Perry's playing is never flamboyant; he simply sits down at the piano and plays with a quiet stance, his fingers needing no head-shaking, upturned face with closed eyes, or dramatic arm gestures to produce a wide palette of colors from his instrument. He began with Mozart's Sonata in B-flat, K. 333, a sonata unique for having a cadenza built into it. Perhaps Mozart had in mind making it a concerto, but decided he didn't need an orchestra for it. Perry's playing was graceful and sparkling, his tempi just right.
Next came three pieces by Ignacy Jan Paderewski (1860-1941), surely the world's only person to be an internationally famous pianist and the prime minister of his country (Poland).

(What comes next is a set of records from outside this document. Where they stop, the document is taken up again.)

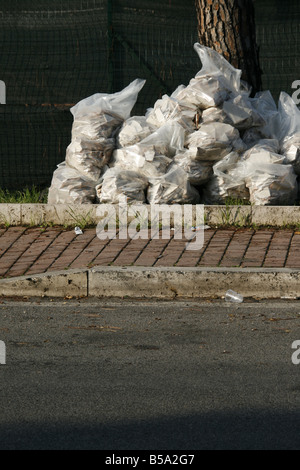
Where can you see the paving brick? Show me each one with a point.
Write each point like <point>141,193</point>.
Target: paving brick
<point>152,252</point>
<point>190,258</point>
<point>257,249</point>
<point>53,252</point>
<point>15,251</point>
<point>216,248</point>
<point>237,248</point>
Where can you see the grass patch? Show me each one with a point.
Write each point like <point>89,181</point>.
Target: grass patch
<point>31,195</point>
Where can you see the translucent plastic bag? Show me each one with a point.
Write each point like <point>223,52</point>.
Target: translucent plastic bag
<point>119,182</point>
<point>241,113</point>
<point>172,188</point>
<point>171,108</point>
<point>265,151</point>
<point>133,130</point>
<point>199,172</point>
<point>271,184</point>
<point>203,92</point>
<point>228,181</point>
<point>290,148</point>
<point>114,107</point>
<point>213,64</point>
<point>266,108</point>
<point>215,140</point>
<point>129,161</point>
<point>89,156</point>
<point>288,122</point>
<point>68,186</point>
<point>167,140</point>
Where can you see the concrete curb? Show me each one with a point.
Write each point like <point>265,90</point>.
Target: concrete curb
<point>157,283</point>
<point>71,215</point>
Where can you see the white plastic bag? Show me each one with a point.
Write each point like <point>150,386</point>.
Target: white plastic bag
<point>171,108</point>
<point>271,184</point>
<point>228,181</point>
<point>199,172</point>
<point>288,122</point>
<point>129,161</point>
<point>114,107</point>
<point>89,156</point>
<point>133,130</point>
<point>119,182</point>
<point>68,186</point>
<point>213,64</point>
<point>167,140</point>
<point>172,188</point>
<point>215,140</point>
<point>203,92</point>
<point>290,148</point>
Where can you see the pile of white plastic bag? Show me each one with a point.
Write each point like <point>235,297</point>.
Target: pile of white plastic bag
<point>209,142</point>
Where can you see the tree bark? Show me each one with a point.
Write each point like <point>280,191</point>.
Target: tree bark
<point>228,26</point>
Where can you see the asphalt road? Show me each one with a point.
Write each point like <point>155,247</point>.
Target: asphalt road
<point>84,374</point>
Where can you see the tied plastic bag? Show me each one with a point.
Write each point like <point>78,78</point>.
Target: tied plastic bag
<point>271,184</point>
<point>203,92</point>
<point>263,103</point>
<point>167,140</point>
<point>265,151</point>
<point>89,156</point>
<point>290,148</point>
<point>130,161</point>
<point>215,140</point>
<point>172,188</point>
<point>199,172</point>
<point>133,130</point>
<point>228,181</point>
<point>215,65</point>
<point>171,108</point>
<point>96,120</point>
<point>270,145</point>
<point>118,182</point>
<point>100,114</point>
<point>288,119</point>
<point>68,186</point>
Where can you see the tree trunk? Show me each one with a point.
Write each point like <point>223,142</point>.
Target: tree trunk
<point>228,26</point>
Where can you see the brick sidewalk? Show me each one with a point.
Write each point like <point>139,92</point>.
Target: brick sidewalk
<point>34,250</point>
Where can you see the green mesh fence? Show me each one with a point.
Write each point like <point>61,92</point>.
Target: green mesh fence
<point>53,53</point>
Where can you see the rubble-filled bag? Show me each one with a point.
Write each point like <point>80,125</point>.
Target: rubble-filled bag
<point>271,184</point>
<point>129,161</point>
<point>263,103</point>
<point>252,135</point>
<point>172,188</point>
<point>213,64</point>
<point>228,181</point>
<point>290,148</point>
<point>270,145</point>
<point>241,113</point>
<point>68,186</point>
<point>215,114</point>
<point>133,130</point>
<point>215,140</point>
<point>167,140</point>
<point>119,182</point>
<point>203,92</point>
<point>288,122</point>
<point>199,172</point>
<point>265,157</point>
<point>170,108</point>
<point>101,114</point>
<point>265,151</point>
<point>89,156</point>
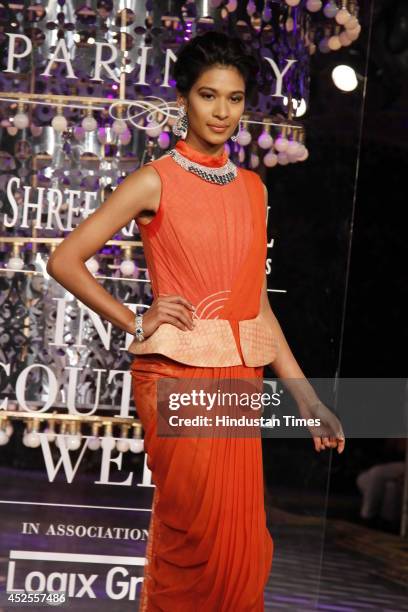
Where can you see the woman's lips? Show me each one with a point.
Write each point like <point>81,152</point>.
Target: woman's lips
<point>217,129</point>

His compositions are not widely known, save for the ubiquitous "Menuet in G" from Humoresques de concert, Op. 14; Perry included this piece, preceding it by Paderewski's Opus 1, the "Menuet in G minor", and the Elegy for Piano, Op. 4. The G minor menuet is really more of a "theme and variations" work, its tonal language ranging from its Baroque-like beginning to its Chopinesque right-hand filigree passages. The elegy also invokes the spirit of Chopin in its melody-with-accompaniment beginning and closing sections, separated by big chordal, hymn-like strains. Unlike the rest of the program that he played from memory, Perry used scores for these works, but only after having to reverse the music rack, which his colleague, pianist and professor Adam Wibrowski, had purposely installed backwards in a performers-only joke. After that light-hearted beginning, Paderewski's three works were given idiomatic treatments that the late master would have enjoyed as much as the audience in the NC Museum of Arts auditorium.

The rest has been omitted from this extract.